Ein weiterer Bildungsgang verdient hier ausdrücklich Beachtung: Die Einrichtung von Werkschulen gemäß § 25 a des Bremischen Schulgesetzes. Die im Bremerhavener Schulentwicklungsplan beschriebene Gefahr einer „Entmischung der Oberschulen“ wird von uns ausdrücklich geteilt (vgl. S. 36) und die „Zugangsbeschränkung“ für eine Übergangszeit als richtig angesehen, wiewohl perspektivisch „Eine Schule für alle“ auch diese Jugendlichen eingliedern können sollte.

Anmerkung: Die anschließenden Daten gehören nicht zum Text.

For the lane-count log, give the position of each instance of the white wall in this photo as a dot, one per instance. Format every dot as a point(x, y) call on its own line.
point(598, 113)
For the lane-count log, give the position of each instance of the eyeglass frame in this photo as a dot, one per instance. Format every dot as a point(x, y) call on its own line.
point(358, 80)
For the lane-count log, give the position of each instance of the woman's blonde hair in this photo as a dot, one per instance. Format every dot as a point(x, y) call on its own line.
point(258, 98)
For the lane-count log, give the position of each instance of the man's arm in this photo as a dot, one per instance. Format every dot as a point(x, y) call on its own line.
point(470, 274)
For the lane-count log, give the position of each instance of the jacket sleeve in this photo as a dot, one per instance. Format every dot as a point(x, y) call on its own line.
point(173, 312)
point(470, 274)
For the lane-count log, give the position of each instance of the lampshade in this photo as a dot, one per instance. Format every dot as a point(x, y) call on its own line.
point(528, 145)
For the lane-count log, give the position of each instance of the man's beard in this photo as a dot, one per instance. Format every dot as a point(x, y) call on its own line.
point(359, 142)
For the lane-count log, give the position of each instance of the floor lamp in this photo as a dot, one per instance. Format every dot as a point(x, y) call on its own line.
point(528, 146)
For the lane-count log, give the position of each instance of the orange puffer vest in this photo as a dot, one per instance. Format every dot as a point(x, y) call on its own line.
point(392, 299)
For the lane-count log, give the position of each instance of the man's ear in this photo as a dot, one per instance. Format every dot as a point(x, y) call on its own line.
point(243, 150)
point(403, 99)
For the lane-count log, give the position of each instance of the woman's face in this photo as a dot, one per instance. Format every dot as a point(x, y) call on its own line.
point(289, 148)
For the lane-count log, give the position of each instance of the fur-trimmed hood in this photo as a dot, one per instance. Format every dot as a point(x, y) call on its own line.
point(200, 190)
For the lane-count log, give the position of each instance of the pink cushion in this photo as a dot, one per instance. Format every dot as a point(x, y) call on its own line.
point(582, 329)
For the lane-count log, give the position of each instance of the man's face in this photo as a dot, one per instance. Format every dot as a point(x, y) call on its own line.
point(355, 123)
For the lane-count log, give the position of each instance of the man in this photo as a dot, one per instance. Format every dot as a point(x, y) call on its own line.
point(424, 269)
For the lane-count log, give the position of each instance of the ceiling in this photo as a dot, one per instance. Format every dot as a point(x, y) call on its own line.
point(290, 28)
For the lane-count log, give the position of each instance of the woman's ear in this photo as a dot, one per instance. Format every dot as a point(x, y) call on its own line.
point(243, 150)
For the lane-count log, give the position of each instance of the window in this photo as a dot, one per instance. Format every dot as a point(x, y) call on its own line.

Unsere Stellungnahme zum Schulentwicklungsplan haben wir auf einige wesentliche Aspekte beschränkt. Nicht problematisiert wurde von uns in diesem Papier das bereits im Vorfeld kritisierte Beteiligungsverfahren und die mehrfach bewertete Debatte in der Stadtverordnetenversammlung anlässlich des EinwohnerInnenantrages des Bremerhavener Bündnisses „Eine Schule für alle“.
Für uns als Bildungsgewerkschaft gibt es tatsächlich keine Alternative zu einer inklusiven Schule. Dass diese in einer verbindlichen Ganztagsorganisation abläuft, in der Kolleginnen und Kollegen unterschiedlicher Professionen einen komplexen Erziehungs- und Bildungsprozess anleiten, ist eine für uns schlüssige Konsequenz.
Von den (bildungs-)politischen Entscheidungsträgern erwarten wir, dass sie sich für eine Politik einsetzen, die die für Bremerhaven notwendigen Weichen stellt. Zukunft und Bildung gehören auch in unserer Stadt zusammen.